= Hilke MacIntyre =

German artist

Hilke MacIntyre is German artist living and working in St Andrews, Scotland. She grew up near Kiel and studied architecture there. MacIntyre's work includes lino cuts, prints and ceramics.

Her work has been exhibited in art festivals such as the Pittenweem Art Festival, used in promotions for the East Neuk Festival and sold in a range of contemporary art galleries, including Gallery Q in Dundee, Leeds Craft and Design Gallery, Edinburgh Printmakers and the Royal Scottish Academy .
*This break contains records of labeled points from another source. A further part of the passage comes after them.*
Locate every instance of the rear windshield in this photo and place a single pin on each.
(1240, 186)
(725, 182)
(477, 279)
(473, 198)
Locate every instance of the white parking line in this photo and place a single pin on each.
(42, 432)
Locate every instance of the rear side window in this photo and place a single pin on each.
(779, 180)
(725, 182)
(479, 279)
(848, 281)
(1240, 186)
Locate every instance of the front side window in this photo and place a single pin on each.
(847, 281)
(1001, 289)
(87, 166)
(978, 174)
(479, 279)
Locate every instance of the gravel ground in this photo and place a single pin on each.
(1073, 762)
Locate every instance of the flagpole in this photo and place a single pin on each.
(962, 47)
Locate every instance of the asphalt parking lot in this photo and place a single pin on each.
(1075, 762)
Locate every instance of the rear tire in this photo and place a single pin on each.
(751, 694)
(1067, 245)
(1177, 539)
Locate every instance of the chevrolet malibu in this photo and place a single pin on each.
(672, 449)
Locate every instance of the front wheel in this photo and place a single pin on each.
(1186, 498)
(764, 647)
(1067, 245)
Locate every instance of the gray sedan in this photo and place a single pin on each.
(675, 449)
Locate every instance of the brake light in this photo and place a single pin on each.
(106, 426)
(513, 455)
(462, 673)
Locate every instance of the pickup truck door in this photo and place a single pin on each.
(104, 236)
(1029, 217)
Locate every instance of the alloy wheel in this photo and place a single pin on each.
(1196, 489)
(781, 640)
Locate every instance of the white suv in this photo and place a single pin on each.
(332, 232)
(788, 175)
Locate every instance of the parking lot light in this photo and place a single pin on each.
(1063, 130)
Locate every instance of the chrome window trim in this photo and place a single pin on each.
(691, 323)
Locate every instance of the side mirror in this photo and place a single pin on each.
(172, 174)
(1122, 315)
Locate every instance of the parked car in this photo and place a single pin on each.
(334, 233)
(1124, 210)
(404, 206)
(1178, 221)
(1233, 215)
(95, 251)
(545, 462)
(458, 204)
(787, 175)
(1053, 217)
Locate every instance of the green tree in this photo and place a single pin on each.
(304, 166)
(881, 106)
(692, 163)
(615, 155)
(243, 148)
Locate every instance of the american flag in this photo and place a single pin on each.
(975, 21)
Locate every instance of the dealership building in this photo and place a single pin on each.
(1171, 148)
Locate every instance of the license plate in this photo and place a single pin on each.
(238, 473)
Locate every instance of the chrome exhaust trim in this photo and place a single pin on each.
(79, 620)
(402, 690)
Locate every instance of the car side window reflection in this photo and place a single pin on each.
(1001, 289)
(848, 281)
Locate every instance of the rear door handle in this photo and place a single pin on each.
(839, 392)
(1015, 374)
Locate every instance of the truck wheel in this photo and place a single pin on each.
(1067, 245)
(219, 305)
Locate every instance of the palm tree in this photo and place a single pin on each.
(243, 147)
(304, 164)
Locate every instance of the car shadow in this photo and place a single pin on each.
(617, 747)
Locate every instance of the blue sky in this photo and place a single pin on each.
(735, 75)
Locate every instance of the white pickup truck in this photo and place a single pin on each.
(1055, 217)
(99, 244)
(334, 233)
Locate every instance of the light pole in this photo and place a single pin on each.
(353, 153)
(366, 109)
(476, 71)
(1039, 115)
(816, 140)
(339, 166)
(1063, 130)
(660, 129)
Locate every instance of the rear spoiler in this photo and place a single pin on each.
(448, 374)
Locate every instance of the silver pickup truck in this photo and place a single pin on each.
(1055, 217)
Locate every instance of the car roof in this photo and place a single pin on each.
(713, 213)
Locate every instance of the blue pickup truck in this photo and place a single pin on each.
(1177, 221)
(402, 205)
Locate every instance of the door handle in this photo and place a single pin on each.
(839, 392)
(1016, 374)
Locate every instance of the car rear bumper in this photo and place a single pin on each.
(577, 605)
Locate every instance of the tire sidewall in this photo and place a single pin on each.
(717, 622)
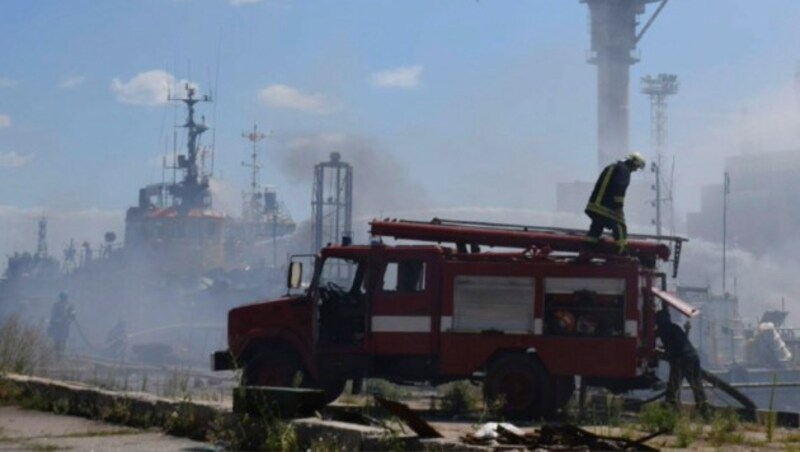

Her work can be seen on packaging for the St Andrews based gin Eden Mill and on a range of flours for Doves Farm, and in situ at Waid Academy, Anstruther She is included in published themed collections such as The Printmakers's Cat' and the Edinburgh Art Book. MacIntyre has worked as an illustrator for poetry collections including The Tale of the Crail Whale: And Other Poems with Gordon Ian Jarvie and Ten Poems about Husbands and Wives for Candlestick Press.

In 2016 she was artist in residence at the Stanza Poetry Festival, an annual festival held in St Andrews each spring.

In early 2022. MacIntyre's work was included in Printmakers 2022 at Bircham Gallery in Holt.

She lives in Fife with her husband Ian MacIntyre who is also an artist.